When subscribing to a thread, the e-mail link brings me back to the first page instead of the entry that I clicked on.

True it's not a major problem, but on those long threads where a lot of people have responded since my last visit, it can be a bit of a pain to find where I left off.

I reported this a month or so ago, and it still isn't working.

Is there any ETA on when it will get fixed?

Thanks!

Notes ♫


----------



## notes_norton (Jun 5, 2006)

*Re: When subscribing to a thread, the e-mail link brings me back to the first page ...*

No comment?

Is it perhaps something I'm doing wrong, or wrong with my e-mail client?

Thanks.

Notes ♫


----------



## notes_norton (Jun 5, 2006)

It's been a couple of months.
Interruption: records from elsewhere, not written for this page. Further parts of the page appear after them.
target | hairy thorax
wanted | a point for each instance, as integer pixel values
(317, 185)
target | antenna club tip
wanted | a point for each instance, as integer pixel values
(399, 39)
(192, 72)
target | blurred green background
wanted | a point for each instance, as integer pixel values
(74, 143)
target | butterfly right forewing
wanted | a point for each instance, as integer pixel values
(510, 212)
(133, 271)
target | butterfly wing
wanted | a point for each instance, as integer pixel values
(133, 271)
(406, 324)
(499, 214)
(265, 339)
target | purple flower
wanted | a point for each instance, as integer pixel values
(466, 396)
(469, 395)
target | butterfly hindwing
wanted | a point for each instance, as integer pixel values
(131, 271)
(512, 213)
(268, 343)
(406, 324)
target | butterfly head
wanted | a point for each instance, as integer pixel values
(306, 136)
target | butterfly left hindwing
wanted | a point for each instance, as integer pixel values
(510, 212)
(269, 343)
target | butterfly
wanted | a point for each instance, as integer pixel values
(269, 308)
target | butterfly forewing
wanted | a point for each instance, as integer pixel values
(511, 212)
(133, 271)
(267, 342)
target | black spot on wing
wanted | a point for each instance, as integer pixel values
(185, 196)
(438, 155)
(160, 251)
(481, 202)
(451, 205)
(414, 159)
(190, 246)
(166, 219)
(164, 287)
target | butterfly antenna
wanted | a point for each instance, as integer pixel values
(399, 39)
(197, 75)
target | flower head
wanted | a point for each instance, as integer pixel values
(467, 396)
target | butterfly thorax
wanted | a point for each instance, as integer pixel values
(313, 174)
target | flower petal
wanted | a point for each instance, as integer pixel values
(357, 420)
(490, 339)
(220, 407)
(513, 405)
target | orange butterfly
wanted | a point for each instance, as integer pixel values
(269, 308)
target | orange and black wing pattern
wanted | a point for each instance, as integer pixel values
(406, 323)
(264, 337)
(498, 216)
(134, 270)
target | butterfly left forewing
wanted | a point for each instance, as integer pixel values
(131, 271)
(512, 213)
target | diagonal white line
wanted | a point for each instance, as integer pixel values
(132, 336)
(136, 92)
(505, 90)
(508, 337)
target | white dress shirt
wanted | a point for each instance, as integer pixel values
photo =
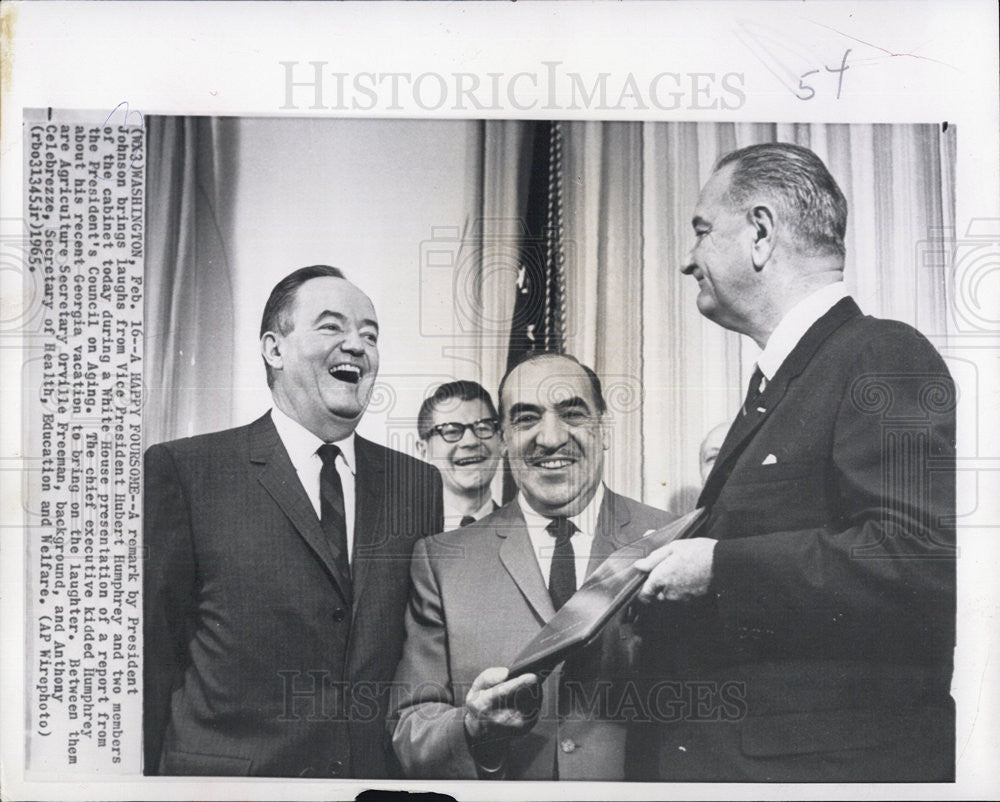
(794, 325)
(453, 518)
(301, 445)
(582, 540)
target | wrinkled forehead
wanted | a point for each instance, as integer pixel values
(336, 295)
(547, 382)
(454, 410)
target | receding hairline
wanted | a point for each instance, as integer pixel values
(284, 315)
(595, 401)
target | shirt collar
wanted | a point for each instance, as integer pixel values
(301, 444)
(795, 324)
(585, 520)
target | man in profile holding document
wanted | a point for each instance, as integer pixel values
(825, 582)
(482, 593)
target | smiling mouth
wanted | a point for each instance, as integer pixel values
(346, 372)
(552, 463)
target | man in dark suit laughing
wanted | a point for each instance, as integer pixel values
(824, 583)
(278, 560)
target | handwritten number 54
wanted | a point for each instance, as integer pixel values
(803, 87)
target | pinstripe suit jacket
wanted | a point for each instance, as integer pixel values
(254, 661)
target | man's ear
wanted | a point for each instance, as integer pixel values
(270, 350)
(761, 217)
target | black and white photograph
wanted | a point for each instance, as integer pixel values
(595, 426)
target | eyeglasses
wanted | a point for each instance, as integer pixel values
(453, 432)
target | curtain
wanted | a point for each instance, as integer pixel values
(672, 375)
(188, 295)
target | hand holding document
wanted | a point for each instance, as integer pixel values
(615, 582)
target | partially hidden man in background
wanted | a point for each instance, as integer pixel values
(824, 585)
(277, 561)
(482, 592)
(459, 435)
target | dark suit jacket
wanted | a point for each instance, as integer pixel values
(478, 599)
(254, 661)
(830, 619)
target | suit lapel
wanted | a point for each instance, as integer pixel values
(517, 556)
(610, 534)
(369, 484)
(740, 433)
(279, 478)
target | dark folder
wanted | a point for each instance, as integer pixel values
(609, 588)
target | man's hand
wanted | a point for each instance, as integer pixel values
(496, 707)
(678, 571)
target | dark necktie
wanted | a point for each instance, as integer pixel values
(332, 516)
(562, 572)
(753, 389)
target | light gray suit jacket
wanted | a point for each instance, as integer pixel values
(478, 597)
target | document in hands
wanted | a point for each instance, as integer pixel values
(607, 590)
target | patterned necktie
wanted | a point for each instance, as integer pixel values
(562, 572)
(753, 389)
(332, 516)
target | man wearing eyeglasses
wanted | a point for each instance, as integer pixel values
(481, 593)
(458, 430)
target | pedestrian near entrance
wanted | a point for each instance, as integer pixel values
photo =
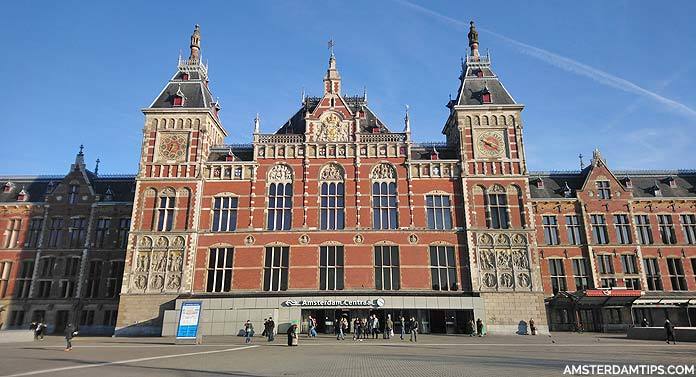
(270, 329)
(669, 332)
(414, 329)
(69, 334)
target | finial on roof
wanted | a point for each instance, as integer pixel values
(195, 56)
(473, 39)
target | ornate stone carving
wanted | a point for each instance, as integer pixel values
(331, 172)
(383, 171)
(280, 173)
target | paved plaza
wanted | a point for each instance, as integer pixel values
(433, 355)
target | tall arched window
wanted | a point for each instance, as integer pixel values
(165, 210)
(331, 198)
(279, 198)
(497, 208)
(384, 197)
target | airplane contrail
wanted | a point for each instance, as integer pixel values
(567, 64)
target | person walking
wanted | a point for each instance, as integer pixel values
(69, 334)
(669, 332)
(388, 327)
(414, 329)
(248, 331)
(270, 329)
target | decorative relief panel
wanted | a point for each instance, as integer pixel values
(503, 262)
(159, 265)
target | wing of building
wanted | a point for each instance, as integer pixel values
(335, 213)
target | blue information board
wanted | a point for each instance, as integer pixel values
(188, 320)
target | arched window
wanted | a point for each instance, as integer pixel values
(331, 198)
(279, 198)
(497, 208)
(384, 197)
(165, 210)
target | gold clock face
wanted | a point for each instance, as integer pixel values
(491, 144)
(173, 147)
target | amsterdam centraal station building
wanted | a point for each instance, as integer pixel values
(336, 213)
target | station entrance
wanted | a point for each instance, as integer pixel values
(442, 321)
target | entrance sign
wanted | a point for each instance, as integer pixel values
(188, 320)
(343, 303)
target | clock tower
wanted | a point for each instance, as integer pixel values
(181, 126)
(485, 125)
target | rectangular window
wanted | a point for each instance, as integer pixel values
(5, 268)
(629, 264)
(599, 229)
(666, 229)
(113, 280)
(652, 274)
(689, 227)
(93, 279)
(225, 214)
(581, 275)
(438, 212)
(384, 208)
(550, 225)
(123, 229)
(332, 206)
(623, 229)
(219, 272)
(604, 264)
(165, 214)
(676, 274)
(12, 233)
(603, 191)
(35, 232)
(23, 282)
(573, 229)
(558, 277)
(443, 268)
(331, 268)
(387, 271)
(644, 231)
(101, 232)
(280, 206)
(497, 205)
(77, 232)
(275, 271)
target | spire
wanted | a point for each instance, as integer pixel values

Any fix expected?

It's very inconvenient when a dozen or more people have posted after my last post.

Thanks.

Notes


----------



## Agent27 (Mar 30, 2003)

Similarly, when I search for member posts, the links take me to the threads they've posted in and not the actual posts themselves like they used to.


----------



## Harri Rautiainen (Jan 24, 2003)

notes_norton said:


> When I get a letter for a subscribed thread, all links bring me to the first page instead of where I left off.
> 
> I click the link under the following statement in my e-mail
> _These following posts were made to the thread:
> ...


Subscription problem is now fixed. 


Agent27 said:


> Similarly, when I search for member posts, the links take me to the threads they've posted in and not the actual posts themselves like they used to.


 Search for member posts problem is now fixed.


----------



## notes_norton (Jun 5, 2006)

*Thank you very much!!!*

Notes


----------